I am a PhD Student in a joint program between the Artificial and Mechanical Intelligence research lab and the Theoretical and Applied Aerodynamic Research Group at Università degli Studi di Napoli Federico II. My PhD research focuses on developing methodologies to model and control aerodynamic forces acting on flying humanoid robots via CFD simulations, machine learning models, and momentum-based whole-body flight controllers. I did my PhD secondment at the Mechanical Engineering Department of Stanford University as a Visiting Student, collaborating to develop machine learning models to predict the aerodynamic flow over the surface of the iRonCub robot. I'm enrolled in the PhD program from November 2022 to October 2025.
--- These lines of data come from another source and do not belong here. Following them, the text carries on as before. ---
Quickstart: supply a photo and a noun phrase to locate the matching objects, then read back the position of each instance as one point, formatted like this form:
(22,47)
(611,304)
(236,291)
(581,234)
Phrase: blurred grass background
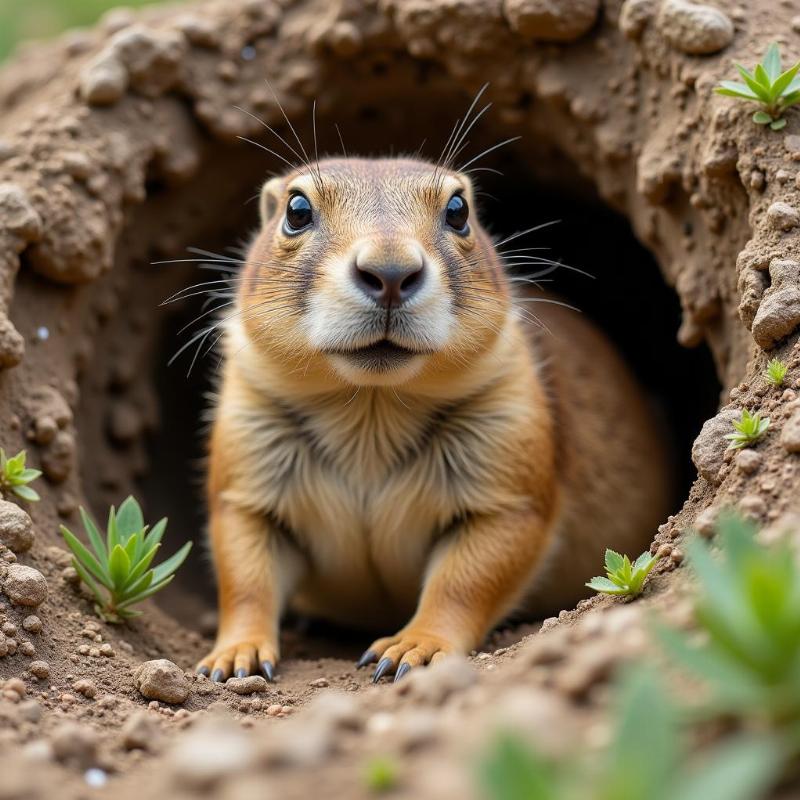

As a research fellow, I have been part of the iRonCub team at the Artificial and Mechanical Intelligence research line from September 2021 to October 2022, contributing to the enhancement of CFD simulations and validation through wind tunnel tests on the iRonCub-Mk1 robotic platform.
I received my MSc degree in Aerospace Engineering in 2021 with the highest honors from Università degli Studi di Napoli Federico II, with the thesis titled "Computational Fluid Dynamics study on Aerial Humanoid Robotics: Aerodynamic analysis of iRonCub robot in flight" concerning the study of the aerodynamics effects on a flying humanoid robot through CFD simulations. The thesis work has been carried on at the Artificial and Mechanical Intelligence research lab since December 2020.
I received the BSc degree in Aerospace Engineering in 2018 at the Università degli Studi di Napoli Federico II, with the thesis titled "TOMO-PIV analysis of circular and chevron impinging jets" at the Laboratory of Gasdynamics.
My research interests include the estimation and control of aerodynamic effects on aerial robots, using data-driven methodologies for effective modeling. I recently started applying machine learning and deep learning methods to predict turbulent aerodynamic flows around 3D bodies.